Cette reprise intervient dans un climat marqué par des tensions et des pressions visant certains membres de la commission. Malgré les menaces et injures dont il affirme avoir été victime de la part de personnes concernées par ce contrôle administratif, le président de la commission, Joseph Tshimpanga, assure poursuivre sa mission avec sérénité.

« Je ne me reproche rien et, comme les autorités académiques de cette institution ainsi que le recteur de l’Université de Kisangani m’ont assuré de leur protection, je dois poursuivre cette opération jusqu’au bout », a déclaré le professeur Joseph Tshimpanga.

Pour renforcer cette structure de contrôle, le directeur général de l’ISTM-Kisangani, le professeur Dr Salomon Batina a procédé à la nomination de deux nouveaux membres. Il s’agit du professeur Mosema Ambasu et du professeur Yenga Bombeku.

L’arrivée de ces deux universitaires est perçue comme un soutien important par le président de la commission. Selon lui, leur expertise contribuera à accélérer le traitement des dossiers et à alléger le volume du travail, alors que plusieurs pièces administratives restent à examiner.

La commission bénéficie désormais d’un délai supplémentaire de quinze jours pour finaliser ses investigations. Cette opération vise notamment à assainir la gestion du personnel au sein de l’établissement, dans un contexte national où les autorités de l’enseignement supérieur multiplient les appels à la rigueur administrative et à l’excellence académique.

Lors de son récent passage à Kisangani, la ministre de l’Enseignement supérieur et universitaire, Recherche scientifique et Innovation technologique avait d’ailleurs insisté sur la nécessité de promouvoir une gouvernance universitaire fondée sur la transparence et le mérite.
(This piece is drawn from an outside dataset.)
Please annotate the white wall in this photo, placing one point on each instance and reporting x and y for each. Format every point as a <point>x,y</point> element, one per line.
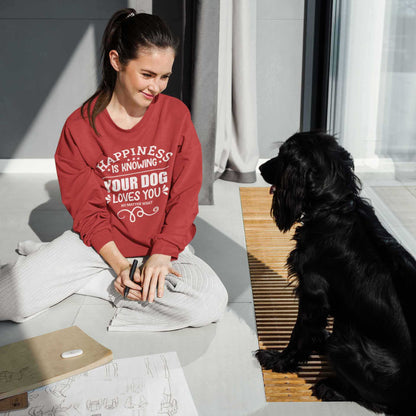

Elle avait salué la décision du recteur de Université de Kisangani, le professeur Mathieu Kirongozi Bometa, d’annuler une décision liée à l’engagement des assistants prise par son prédécesseur.

À cette occasion, la ministre avait exhorté les responsables des établissements supérieurs de la province de la Tshopo à suivre cet exemple afin de renforcer la crédibilité et la qualité de l’enseignement supérieur.

Laurent Kangisa.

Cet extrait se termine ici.